2. Contribution of exosomes and extracellular vesicles to the education of CAFs, MSCs and macrophages by tumor cells: Stromal cells in the TME are educated by tumor cells and polarized toward a pro-tumorigenic function (these cells from being foes learn to become friends of the tumor cells). Extracellular vesicles and in particular exosomes released by tumor cells are captured by stromal cells and contribute to their education not only in primary tumors but also in the pre-metastatic niche. Our laboratory has recently shown (Nakata et al., Journal of Extracellular Vesicles 2017, in press) that exosomes released by NB cells are captured by MSCs and macrophages and contribute to the production of pro-tumorigenic cytokines by these cells. Ongoing work is studying the mechanism involved in the capture of tumor-derived exosomes by MSCs and macrophages with a focus on galectin-3 binding protein and integrins in collaboration with Dr. Lyden at Cornell (NYU) and on identifying ways to inhibit the production of exosomes by tumor cells and its effect on tumor progression and metastasis in pre-clinical mouse models.

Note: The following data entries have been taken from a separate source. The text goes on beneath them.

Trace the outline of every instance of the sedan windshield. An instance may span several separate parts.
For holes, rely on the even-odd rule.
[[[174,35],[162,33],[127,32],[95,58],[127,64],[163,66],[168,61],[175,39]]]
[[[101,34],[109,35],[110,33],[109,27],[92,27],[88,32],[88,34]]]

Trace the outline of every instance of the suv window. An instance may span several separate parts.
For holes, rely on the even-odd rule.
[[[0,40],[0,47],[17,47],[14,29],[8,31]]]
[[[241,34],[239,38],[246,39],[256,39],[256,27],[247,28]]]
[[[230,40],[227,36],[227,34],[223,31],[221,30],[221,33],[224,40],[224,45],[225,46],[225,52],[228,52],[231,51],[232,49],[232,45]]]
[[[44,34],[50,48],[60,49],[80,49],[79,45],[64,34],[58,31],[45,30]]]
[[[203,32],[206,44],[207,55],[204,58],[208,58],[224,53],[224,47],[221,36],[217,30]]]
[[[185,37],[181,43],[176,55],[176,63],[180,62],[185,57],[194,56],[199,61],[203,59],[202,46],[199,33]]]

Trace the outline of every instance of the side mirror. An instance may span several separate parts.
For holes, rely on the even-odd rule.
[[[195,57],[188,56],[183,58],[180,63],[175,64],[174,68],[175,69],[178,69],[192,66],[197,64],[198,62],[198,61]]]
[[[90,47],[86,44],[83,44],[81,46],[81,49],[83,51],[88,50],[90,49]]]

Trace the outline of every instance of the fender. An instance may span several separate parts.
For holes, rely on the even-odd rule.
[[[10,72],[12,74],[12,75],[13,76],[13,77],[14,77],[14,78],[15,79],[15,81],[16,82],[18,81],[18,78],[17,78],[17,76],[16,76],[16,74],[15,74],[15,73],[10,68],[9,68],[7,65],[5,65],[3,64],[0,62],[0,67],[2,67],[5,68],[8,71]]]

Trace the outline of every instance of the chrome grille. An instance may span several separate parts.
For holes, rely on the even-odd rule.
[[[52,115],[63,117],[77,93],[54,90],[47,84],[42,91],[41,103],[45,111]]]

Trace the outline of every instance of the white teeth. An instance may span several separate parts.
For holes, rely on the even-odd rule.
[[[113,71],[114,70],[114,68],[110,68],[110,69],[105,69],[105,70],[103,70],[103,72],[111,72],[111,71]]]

3. Role of plasminogen activator inhibitor-1 (PAI-1) in cancer progression: PAI-1 is a serine protease inhibitor which has been shown to have a paradoxically positive effect in cancer progression by promoting angiogenesis and protecting tumor cells from drug-induced apoptosis (Placencio et al., Cancer Res, 2016). More recent work in our laboratory shows that PAI-1 contributes to inflammation in cancer by promoting the recruitment of macrophages into tumors and their polarization (or education) toward a pro-tumorigenic (M2) phenotype.

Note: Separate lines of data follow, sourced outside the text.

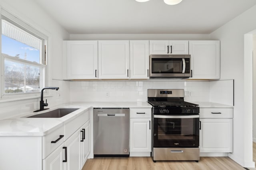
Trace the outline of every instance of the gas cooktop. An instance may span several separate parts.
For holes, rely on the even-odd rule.
[[[198,106],[198,104],[184,101],[150,101],[148,103],[154,107],[195,107]]]

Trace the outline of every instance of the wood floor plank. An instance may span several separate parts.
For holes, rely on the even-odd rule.
[[[157,161],[151,157],[95,158],[88,159],[82,170],[244,170],[227,157],[201,157],[198,162],[191,161]]]
[[[253,161],[256,162],[256,143],[253,143]],[[256,168],[249,168],[256,170]],[[200,157],[195,161],[157,161],[151,157],[96,157],[88,159],[82,170],[244,170],[228,157]]]

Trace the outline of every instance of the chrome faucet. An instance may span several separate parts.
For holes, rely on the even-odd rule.
[[[46,110],[46,109],[49,109],[48,108],[47,108],[46,109],[44,109],[44,106],[48,106],[48,104],[47,103],[47,100],[46,100],[46,103],[44,103],[44,89],[55,89],[56,90],[59,90],[60,88],[58,87],[46,87],[44,88],[43,88],[41,90],[41,100],[40,100],[40,109],[39,110],[36,110],[35,111],[34,111],[34,112],[37,112],[38,111],[42,111],[43,110]]]

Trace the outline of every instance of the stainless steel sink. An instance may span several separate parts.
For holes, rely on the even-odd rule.
[[[27,117],[59,118],[67,115],[79,109],[61,108],[29,116]]]

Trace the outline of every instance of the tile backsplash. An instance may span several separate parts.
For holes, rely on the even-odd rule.
[[[187,101],[209,101],[210,84],[204,81],[97,81],[70,82],[71,102],[142,102],[148,89],[183,89]]]

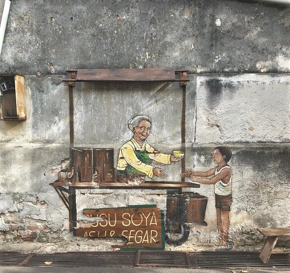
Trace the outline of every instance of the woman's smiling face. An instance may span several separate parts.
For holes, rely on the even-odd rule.
[[[134,131],[134,138],[139,140],[144,140],[147,138],[150,134],[150,128],[151,124],[149,122],[145,120],[141,121],[138,125],[135,128]]]
[[[213,156],[213,159],[214,159],[214,162],[216,164],[219,164],[224,161],[225,156],[222,155],[219,150],[217,149],[215,150],[214,152],[214,155]]]

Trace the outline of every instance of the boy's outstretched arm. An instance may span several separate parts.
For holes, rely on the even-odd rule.
[[[191,174],[193,174],[194,176],[200,176],[201,177],[208,177],[215,174],[216,168],[211,169],[207,172],[191,172],[188,170],[186,170],[186,173],[181,174],[180,175],[182,177],[189,177]]]
[[[224,180],[223,182],[224,183],[228,183],[231,174],[231,170],[228,168],[226,168],[224,169],[219,174],[215,175],[211,178],[200,178],[199,177],[196,177],[196,175],[194,175],[193,173],[192,173],[192,174],[190,175],[190,178],[194,182],[198,182],[198,183],[201,183],[201,184],[216,184],[216,183],[217,183],[218,181],[223,179]],[[228,177],[228,179],[227,179]]]

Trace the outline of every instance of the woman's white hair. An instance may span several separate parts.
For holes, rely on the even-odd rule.
[[[136,116],[135,118],[128,121],[129,128],[133,132],[134,128],[137,127],[141,121],[146,121],[152,124],[151,119],[147,116]]]

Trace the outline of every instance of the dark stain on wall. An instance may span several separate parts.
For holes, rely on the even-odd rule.
[[[222,95],[223,85],[221,80],[213,78],[207,80],[206,83],[208,88],[207,101],[211,109],[214,109],[219,104]]]

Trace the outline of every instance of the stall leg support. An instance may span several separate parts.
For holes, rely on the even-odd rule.
[[[69,188],[69,221],[70,230],[72,231],[76,226],[76,200],[75,198],[75,189]]]

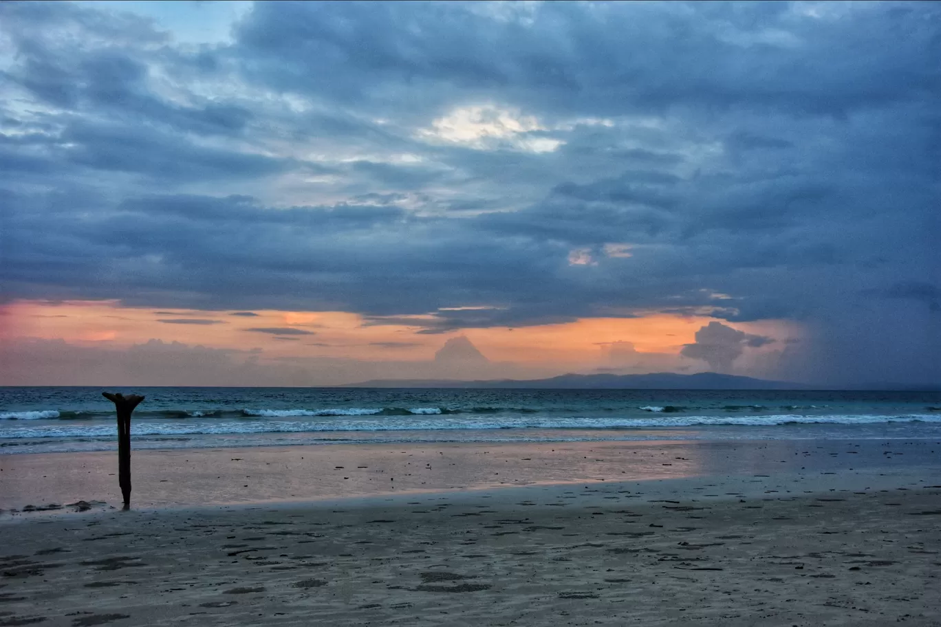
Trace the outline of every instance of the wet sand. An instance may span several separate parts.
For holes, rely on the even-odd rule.
[[[937,454],[935,454],[937,451]],[[474,492],[532,485],[765,475],[767,489],[827,478],[908,472],[933,483],[941,443],[926,440],[770,440],[393,444],[139,450],[136,508],[186,507]],[[25,506],[120,505],[118,455],[0,455],[0,517]],[[935,474],[937,477],[937,474]],[[869,483],[868,483],[869,481]],[[828,487],[835,487],[830,485]],[[802,488],[805,489],[805,488]]]
[[[632,459],[629,444],[618,450]],[[941,624],[934,443],[827,445],[812,468],[820,443],[798,444],[807,450],[798,466],[740,445],[727,462],[739,472],[727,475],[497,488],[470,480],[474,468],[504,472],[499,460],[519,452],[507,448],[445,492],[8,515],[0,625]],[[324,448],[314,457],[343,452]],[[529,462],[553,465],[525,448]],[[419,450],[399,452],[412,455],[401,463],[434,469],[430,449]],[[473,448],[460,450],[434,450],[456,464],[449,477],[475,459]],[[635,468],[679,449],[645,450],[637,455],[650,460]],[[373,463],[386,459],[373,452]],[[657,463],[675,462],[683,460]],[[787,468],[752,473],[775,463]]]

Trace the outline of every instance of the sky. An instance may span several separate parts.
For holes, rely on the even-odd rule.
[[[941,384],[941,5],[0,4],[0,384]]]

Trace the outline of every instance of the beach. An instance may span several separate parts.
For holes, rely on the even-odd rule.
[[[8,455],[0,624],[936,625],[935,451],[139,451],[130,511],[113,453]]]

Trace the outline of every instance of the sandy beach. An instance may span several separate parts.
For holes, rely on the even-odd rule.
[[[286,448],[283,463],[303,454],[313,468],[344,467],[322,471],[319,499],[282,490],[269,493],[279,502],[254,505],[214,495],[208,478],[216,475],[208,471],[225,456],[260,472],[277,463],[273,449],[181,452],[201,468],[176,464],[181,477],[189,473],[207,502],[237,503],[203,507],[191,503],[195,488],[181,486],[177,505],[148,493],[152,482],[169,481],[145,479],[143,469],[155,468],[139,454],[136,494],[151,505],[8,511],[0,625],[941,624],[936,443],[726,446],[738,447],[734,456],[695,443],[582,443],[554,447],[567,448],[558,457],[542,445],[412,445],[371,448],[363,452],[371,463],[359,464],[355,447]],[[805,453],[786,460],[783,446]],[[591,463],[577,455],[589,449],[598,455]],[[69,467],[113,462],[97,455],[73,455]],[[577,457],[584,465],[575,466]],[[637,457],[645,461],[628,463]],[[13,486],[37,497],[77,494],[68,492],[68,473],[58,488],[43,488],[34,474],[44,467],[54,478],[63,467],[55,455],[2,463],[8,507]],[[598,476],[560,482],[551,469],[566,464],[573,478],[587,469]],[[611,480],[618,464],[627,478]],[[436,465],[449,470],[435,473]],[[385,482],[370,492],[361,474],[359,494],[345,498],[331,487],[348,484],[342,478],[354,469],[388,475],[400,466],[423,478],[403,473],[399,493]],[[541,479],[540,468],[548,469]],[[768,468],[774,472],[755,472]],[[113,468],[102,472],[114,482]],[[501,485],[485,472],[511,478]],[[267,480],[258,476],[258,485]],[[88,488],[84,500],[96,500],[98,484]]]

Funding of the Laboratory: Our laboratory has been funded by the NIH without interruption since 1986. Current funding incudes 2 R01 grants (work on exosomes described under #2, and work on PAI-1 described under #3), and a project in a larger multi-institutional program project grant on neuroblastoma (work under #1).

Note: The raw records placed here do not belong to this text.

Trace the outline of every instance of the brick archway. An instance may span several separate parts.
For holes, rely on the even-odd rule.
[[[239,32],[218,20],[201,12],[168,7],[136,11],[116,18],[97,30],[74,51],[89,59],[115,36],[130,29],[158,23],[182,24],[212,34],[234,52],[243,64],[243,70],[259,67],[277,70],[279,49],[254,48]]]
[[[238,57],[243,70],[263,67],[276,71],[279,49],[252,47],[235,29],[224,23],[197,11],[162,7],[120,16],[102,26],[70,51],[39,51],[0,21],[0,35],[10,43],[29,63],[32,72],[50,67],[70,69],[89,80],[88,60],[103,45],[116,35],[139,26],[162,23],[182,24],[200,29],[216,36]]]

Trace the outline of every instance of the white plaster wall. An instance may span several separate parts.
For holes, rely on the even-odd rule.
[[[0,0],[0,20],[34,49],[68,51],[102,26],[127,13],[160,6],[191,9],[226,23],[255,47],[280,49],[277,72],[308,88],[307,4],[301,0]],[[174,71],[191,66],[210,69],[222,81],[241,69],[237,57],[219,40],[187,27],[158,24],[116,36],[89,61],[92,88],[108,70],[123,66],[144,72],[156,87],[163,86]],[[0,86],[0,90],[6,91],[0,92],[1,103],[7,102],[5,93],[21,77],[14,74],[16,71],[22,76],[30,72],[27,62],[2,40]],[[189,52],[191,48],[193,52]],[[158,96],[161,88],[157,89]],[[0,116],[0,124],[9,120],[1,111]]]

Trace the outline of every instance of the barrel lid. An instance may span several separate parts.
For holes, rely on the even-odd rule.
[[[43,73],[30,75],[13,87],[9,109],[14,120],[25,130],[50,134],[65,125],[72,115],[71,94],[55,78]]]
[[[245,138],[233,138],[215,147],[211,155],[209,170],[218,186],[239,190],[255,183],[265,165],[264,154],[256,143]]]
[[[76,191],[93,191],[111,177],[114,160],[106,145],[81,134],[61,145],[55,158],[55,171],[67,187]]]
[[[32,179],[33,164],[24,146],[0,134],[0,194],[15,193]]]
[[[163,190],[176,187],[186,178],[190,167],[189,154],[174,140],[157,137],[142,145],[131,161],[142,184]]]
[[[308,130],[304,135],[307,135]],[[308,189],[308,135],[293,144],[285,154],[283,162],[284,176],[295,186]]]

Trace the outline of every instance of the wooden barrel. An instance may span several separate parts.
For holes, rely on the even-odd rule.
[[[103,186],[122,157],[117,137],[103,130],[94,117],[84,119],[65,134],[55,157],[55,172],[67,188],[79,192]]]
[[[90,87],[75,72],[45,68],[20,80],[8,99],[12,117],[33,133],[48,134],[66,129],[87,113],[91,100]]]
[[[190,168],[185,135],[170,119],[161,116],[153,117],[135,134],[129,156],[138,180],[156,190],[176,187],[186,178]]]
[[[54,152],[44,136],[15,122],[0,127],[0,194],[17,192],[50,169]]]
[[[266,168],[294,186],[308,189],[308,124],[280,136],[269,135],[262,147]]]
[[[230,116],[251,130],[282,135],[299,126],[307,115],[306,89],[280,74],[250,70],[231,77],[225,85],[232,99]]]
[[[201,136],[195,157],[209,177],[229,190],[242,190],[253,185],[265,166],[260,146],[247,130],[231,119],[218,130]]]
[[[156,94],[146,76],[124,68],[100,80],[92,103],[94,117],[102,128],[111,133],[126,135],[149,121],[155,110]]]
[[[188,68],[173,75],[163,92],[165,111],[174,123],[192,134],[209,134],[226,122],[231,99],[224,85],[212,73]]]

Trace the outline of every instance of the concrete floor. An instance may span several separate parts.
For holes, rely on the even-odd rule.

Environment: Our laboratory is located on the 5th floor of the Smith Research Tower at The Saban Research Institute (TSRI) of Children’s Hospital Los Angeles (CHLA). Our research program is part of the Tumor Microenvironment Program of the USC Norris Comprehensive Cancer Center (USC-Norris) and the neuroblastoma research group of the Children’s Center for Cancer and Blood Diseases at CHLA. Both TSRI and USC-Norris provide a rich and interactive environment for the conduct of innovative research in the area of the TME. We have collaborations with faculty at USC, Cornell, City of Hope, Harvard and Children’s Hospital of Philadelphia. The laboratory has trained 10 graduate students and 25 postdoctoral fellows, many presently working at academic institutions and in industry. Career development of highly motivated and dedicated students is an integral part of the research experience in the laboratory.